琅嬛秘府的深夜,寂静如渊。
高窗外的夜空星河璀璨,但府内唯一的光源,是长案上那盏鲸油灯稳定而明亮的光芒。
程知行已经在这里坐了整整六个时辰。
他的面前,左侧堆放着从观星阁旧库中调出的、永昌十一年至十三年的天象观测原始记录——竹简、帛书、纸册,甚至还有刻在龟甲兽骨上的古老记载,杂乱而庞大。
右侧则是他亲手整理出的对比资料:同一时期的地方志抄录、宫廷起居注中关于天气的片段、司农寺留存的部分农事记录,以及他从皇室档案中能找到的一切相关文献。
中间摊开三本厚重的空白册子,分别标记着“时序矛盾”“数据异常”“逻辑谬误”。
程知行的方法系统而高效——这是他多年来在实验室和数据分析中磨炼出的本能。
他没有试图逐字逐句阅读所有记录,那是不可能完成的任务。
他先快速浏览,寻找关键字段:日期、观测者、主要天象描述(日月星辰位置、云气、风象、特殊天象如彗星、流星等)、记录格式。

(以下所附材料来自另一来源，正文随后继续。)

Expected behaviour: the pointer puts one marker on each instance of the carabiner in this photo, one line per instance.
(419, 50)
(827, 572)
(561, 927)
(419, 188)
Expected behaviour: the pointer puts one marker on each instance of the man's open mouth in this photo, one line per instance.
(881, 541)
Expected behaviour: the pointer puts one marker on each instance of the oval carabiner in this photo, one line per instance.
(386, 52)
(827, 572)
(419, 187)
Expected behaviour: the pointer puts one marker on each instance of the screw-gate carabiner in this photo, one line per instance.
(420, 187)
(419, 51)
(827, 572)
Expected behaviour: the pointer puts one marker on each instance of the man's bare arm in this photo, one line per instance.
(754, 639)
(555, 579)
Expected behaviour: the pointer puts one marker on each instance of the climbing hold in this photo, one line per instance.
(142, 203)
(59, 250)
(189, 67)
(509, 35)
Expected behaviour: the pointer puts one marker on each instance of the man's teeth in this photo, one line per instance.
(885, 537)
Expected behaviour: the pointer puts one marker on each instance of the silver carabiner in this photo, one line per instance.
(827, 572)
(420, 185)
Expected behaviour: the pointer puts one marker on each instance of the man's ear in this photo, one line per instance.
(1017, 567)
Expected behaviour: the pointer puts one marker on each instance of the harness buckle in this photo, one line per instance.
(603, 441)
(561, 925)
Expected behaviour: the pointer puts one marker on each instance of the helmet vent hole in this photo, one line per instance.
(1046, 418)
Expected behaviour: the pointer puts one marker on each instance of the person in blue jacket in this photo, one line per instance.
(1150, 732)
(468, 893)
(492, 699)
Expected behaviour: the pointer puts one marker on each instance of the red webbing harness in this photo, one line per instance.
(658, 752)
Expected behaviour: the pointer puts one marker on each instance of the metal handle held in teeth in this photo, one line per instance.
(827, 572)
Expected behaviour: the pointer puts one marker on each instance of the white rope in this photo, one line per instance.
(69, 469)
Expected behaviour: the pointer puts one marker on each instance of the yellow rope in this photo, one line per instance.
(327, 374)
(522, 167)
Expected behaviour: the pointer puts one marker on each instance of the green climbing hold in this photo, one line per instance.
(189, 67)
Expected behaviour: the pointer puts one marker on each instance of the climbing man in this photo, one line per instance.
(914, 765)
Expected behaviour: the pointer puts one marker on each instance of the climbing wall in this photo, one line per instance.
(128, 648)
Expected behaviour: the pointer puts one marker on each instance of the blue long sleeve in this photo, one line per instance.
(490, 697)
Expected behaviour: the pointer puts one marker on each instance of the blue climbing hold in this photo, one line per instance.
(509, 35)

很快,他发现了第一个规律:永昌十二年之前,观测记录的格式相对统一,描述严谨,多有观测者签名及复核者印记;而从永昌十二年开始,记录逐渐变得潦草,格式随意,签名时有时无,且大量出现“与昨日同”“无异常”“如常”之类的敷衍用语。
“效率下降,还是……有意为之?”
程知行在“逻辑谬误”册上记下这一观察,并标注了几个典型样本的编号。
他随即转入第二步:交叉验证。
取永昌十一年三月初七的记录。
观星阁灵台司记载:“夜,月掩轩辕十四,星芒暗淡,主东方有兵事。”
程知行翻找同期档案。
兵部留存的一份边关军报副本显示,永昌十一年三月,北魏确有小股骑兵骚扰东境,但发生在三月中旬,且规模极小,很快被击退。
时间对不上,严重程度也明显被夸大。
更关键的是,他找到了一份来自东境某县的县志抄本,其中明确记载:“永昌十一年三月初七夜,阴云密布,无月,更无星可见。”与“月掩轩辕十四”的描述完全矛盾。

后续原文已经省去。